Sumaiya Siddiqi

Personal information
- Full name: Sumaiya Siddiqi
- Born: 30 November 1988 (age 37) Karachi, Pakistan
- Batting: Right-handed
- Bowling: Right-arm medium
- Role: Bowler

International information
- National side: Pakistan (2007–2015);
- ODI debut (cap 47): 26 January 2007 v South Africa
- Last ODI: 24 October 2015 v West Indies
- T20I debut (cap 26): 27 September 2012 v England
- Last T20I: 1 October 2015 v Bangladesh

Domestic team information
- 2004/05–2010/11: Hyderabad
- 2011/12–2012/13: Sindh
- 2011/12–2012/13: Higher Education Commission
- 2014: Hyderabad
- 2014: Saif Sports Saga
- 2015–2015/16: Omar Associates
- 2016/17: State Bank of Pakistan

Career statistics
| Competition | WODI | WT20I | WLA | WT20 |
| Matches | 19 | 15 | 66 | 48 |
| Runs scored | 49 | 16 | 39 | 184 |
| Batting average | 5.44 | 8.00 | 10.44 | 12.26 |
| 100s/50s | 0/0 | 0/0 | 0/0 | 0/0 |
| Top score | 24* | 9 | 38 | 31* |
| Balls bowled | 770 | 270 | 2,934 | 902 |
| Wickets | 14 | 9 | 90 | 37 |
| Bowling average | 31.92 | 25.22 | 17.76 | 17.94 |
| 5 wickets in innings | 0 | 0 | 4 | 0 |
| 10 wickets in match | 0 | 0 | 0 | 0 |
| Best bowling | 2/14 | 2/9 | 7/21 | 3/5 |
| Catches/stumpings | 1/– | 0/– | 14/– | 2/– |

Medal record
Representing Pakistan
Women's Cricket
Asian Games
| Gold medal – first place | 2014 Incheon | Team |
- Source: CricketArchive, 3 January 2022

= Sumaiya Siddiqi =

Pakistani cricketer (born 1988)

Sumaiya Siddiqi (born 30 November 1988) is a Pakistani former cricketer who played as a right-arm medium bowler.
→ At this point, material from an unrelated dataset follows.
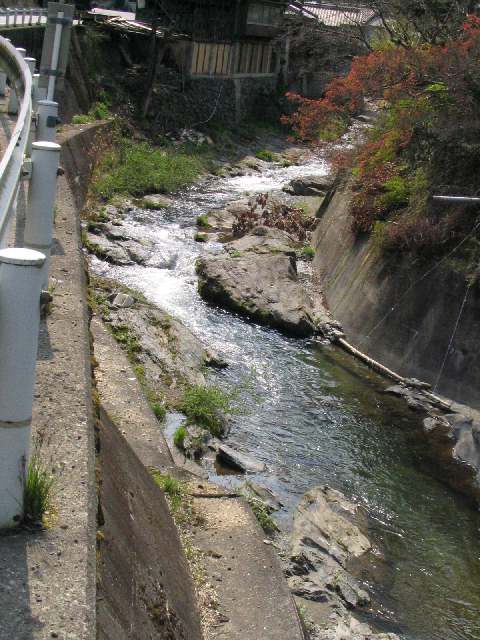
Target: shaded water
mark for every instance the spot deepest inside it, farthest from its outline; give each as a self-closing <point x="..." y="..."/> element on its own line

She appeared in 19 One Day Internationals and 15 Twenty20 Internationals for Pakistan between 2007 and 2015. She played domestic cricket for Hyderabad, Sindh, Higher Education Commission, Saif Sports Saga, Omar Associates and State Bank of Pakistan.

==Career==

===One Day International===
Sumaiya Siddiqi made her One Day International debut against South Africa on 26 January 2007.

===T20I===
Sumaiya Siddiqi made her Twenty20 International debut against England on 27 September 2012.

She was a member of the gold medal-winning Pakistan cricket team at the 2014 Asian Games.